What must a Bb.Q Chicken franchisee do to cooperate with the franchisor regarding the security interest?
Bb_Q_Chicken Franchise · 2025 FDDAnswer from 2025 FDD Document
21.6 Security Agreement
To secure payment of all sums owing to Franchisor from Franchisee, whether they be Royalty Fees, Brand Development Fee, and/or other fees, costs, damages, or reimbursements pursuant to this Agreement or any other agreement between Franchisor and Franchisee and/or Principal(s), Franchisee grants Franchisor a security interest in the Collateral (as hereafter defined) and further agrees:
- 21.6.1 The Collateral means all furniture, fixtures, equipment, signage, inventory, and supplies of the Franchised Business, wherever located, that are now owned or hereafter acquired, and any additions, substitutions, replacements, or products thereof or proceeds therefor.
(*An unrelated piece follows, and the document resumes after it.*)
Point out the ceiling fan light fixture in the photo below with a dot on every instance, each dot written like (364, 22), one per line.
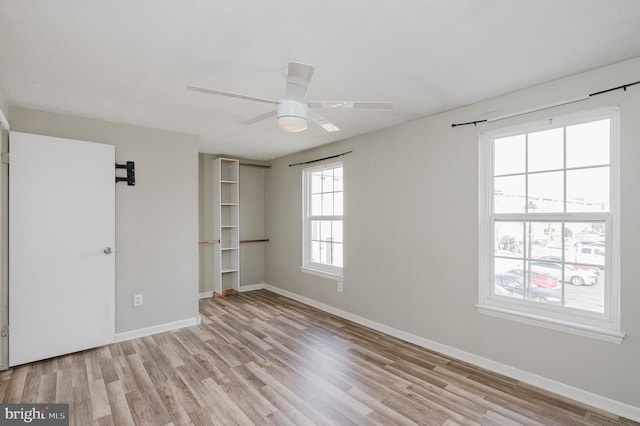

- 21.6.2 This Agreement shall be deemed a security agreement, and Franchisor, in Franchisor's discretion, may file with applicable state agencies or offices this Agreement and/or one or more financing statements indicating Franchisor's secured interest in the Collateral. Franchisee shall cooperate with Franchisor and shall execute such documents as may be necessary for Franchisor to perfect its security interests.
- 21.6.3 Upon a default of this Agreement by Franchisee, all sums owing to Franchisor from Franchisee shall be immediately due and payable, and Franchisor shall have the immediate right to possession and use of the Collateral, which includes Franchisor right to enter upon any premises, without legal process, where the Collateral may be found. Franchisor further shall have all rights, options, duties,
and remedies of a secured party pursuant to the Uniform Commercial Code, as adopted by the State where the Collateral is located, including the right to dispose of the Collateral in accordance therewith.
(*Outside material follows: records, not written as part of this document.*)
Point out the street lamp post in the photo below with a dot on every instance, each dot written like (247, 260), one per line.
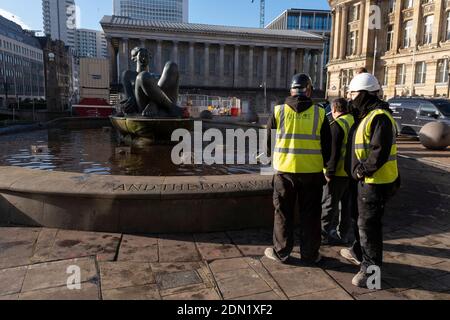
(264, 86)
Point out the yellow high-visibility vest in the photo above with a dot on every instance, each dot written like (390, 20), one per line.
(298, 146)
(389, 172)
(346, 122)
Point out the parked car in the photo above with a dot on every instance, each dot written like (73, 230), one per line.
(413, 113)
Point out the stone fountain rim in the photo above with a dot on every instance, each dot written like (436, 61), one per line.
(69, 184)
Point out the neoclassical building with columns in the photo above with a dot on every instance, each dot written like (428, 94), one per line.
(219, 60)
(409, 51)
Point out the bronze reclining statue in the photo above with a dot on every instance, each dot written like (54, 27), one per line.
(145, 95)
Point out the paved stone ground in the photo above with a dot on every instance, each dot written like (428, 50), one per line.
(228, 265)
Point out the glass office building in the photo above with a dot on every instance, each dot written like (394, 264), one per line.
(315, 21)
(153, 10)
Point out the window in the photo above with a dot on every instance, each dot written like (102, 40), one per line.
(390, 37)
(408, 4)
(256, 66)
(293, 22)
(428, 110)
(448, 26)
(354, 13)
(352, 42)
(401, 74)
(212, 64)
(442, 71)
(421, 72)
(386, 76)
(307, 21)
(392, 6)
(428, 29)
(407, 34)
21.6.4 Franchisor's exercise of its rights with regard to the Collateral are in addition to and not exclusive of any other rights or remedies that Franchisor may have pursuant to this Agreement, at law, or in equity for Franchisee's breach of this Agreement.
Source: Item 23 — RECEIPTS (FDD pages 62–283)
What This Means (2025 FDD)
According to Bb.Q Chicken's 2025 Franchise Disclosure Document, to secure the payment of all sums owed to Bb.Q Chicken, the franchisee must grant Bb.Q Chicken a security interest in the collateral. The collateral includes all furniture, fixtures, equipment, signage, inventory, and supplies of the franchised business, regardless of location, whether currently owned or acquired in the future, including any additions, substitutions, replacements, or products derived from them.
Furthermore, the franchise agreement itself is considered a security agreement. Bb.Q Chicken, at its discretion, can file the agreement or financing statements with state agencies to indicate its secured interest in the collateral. The franchisee is obligated to cooperate with Bb.Q Chicken and execute any documents necessary for Bb.Q Chicken to perfect its security interests.
In the event of a default on the agreement by the franchisee, all outstanding sums become immediately due and payable to Bb.Q Chicken. Bb.Q Chicken has the right to immediate possession and use of the collateral, including the right to enter any premises where the collateral is located without legal process. Additionally, Bb.Q Chicken possesses all the rights, options, duties, and remedies of a secured party as defined by the Uniform Commercial Code in the state where the collateral is located, including the right to dispose of the collateral accordingly. Bb.Q Chicken's rights regarding the collateral are in addition to any other legal or equitable remedies available for the franchisee's breach of the agreement.